父自身はLINEグループには入っておらず、母から報告を受けるだけだが、母のスマホで写真を確認して盛りつけを工夫するようになったり、最近ではうっかり撮影を忘れて食べ始めようとした母に「写真!」と促したりと、寡黙で照れ屋なりに、この新しい活動を楽しんでいるようだ。

応援の力は、送るより受け取る側にとって大きい


そういえば、30代後半まで雑誌ライターの仕事でしか「書くこと」をしていなかったわたしが、自分の名前で著作を出せるようになったのも、もとを辿れば、ブログに読者からの反応がもらえるのが励みとなったのがきっかけといえる。
写真と文章で日記を公開し、それを読んだ方から共感や応援のメッセージを受け取る喜びが原動力となって、気づけば10年以上も書き続けてこられたのだ。

また、わたしはスポーツとはほとんど無縁に生きてきた人間けれど、最近オリンピックを観ていて、「応援って本当に重要なんだなぁ」と思ったことがあった。

金メダル確実との呼び声が高かった競泳の瀬戸大也選手の、まさかの予選落ちという結果についてテレビで解説していた元水泳選手の方が、「観客が入っていれば、このレース運びでは予選通過が危ないということを客席からの悲鳴などで感知できたかもしれない。でも無観客では、思っていた以上に周囲のタイムが早いことに気づけなかったことも影響していると思う」という分析に、びっくりしたのだ。
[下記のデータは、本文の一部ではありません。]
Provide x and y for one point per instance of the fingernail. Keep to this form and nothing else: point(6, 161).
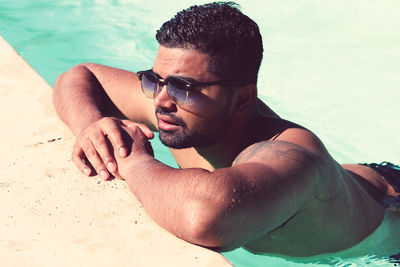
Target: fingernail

もちろん、瀬戸選手が競技後に話していたように「読みが外れた」といえばそれまでなのだが、オリンピックという最高峰のアスリートが集う大舞台で、競技中に周囲の声が選手に大切なことを知らせ、それが結果に影響を及ぼすなんて。
無観客のしんとした会場で戦うより、応援の声に囲まれながら戦う方がモチベーションが上がる、ということくらいは想像がつくけれど、勝敗を分けるほどとは、やっぱり周囲の応援というものの力はすごいのだ。

SNSというツールの便利さを悪用して、誹謗中傷のコメントを送りつけるなんて行為は卑劣極まりないけれど、誰かを応援したり祝福したり、ポジティブな反応を送ることは、送っている人の気持ち以上に、送られている人の力になっていることはたしかだと思う。
せっかくSNSのある時代に生きているわたしたちは、せっかくなら「よい反応」をどんどん送り合って、お互いのやる気アップにつなげていきたい。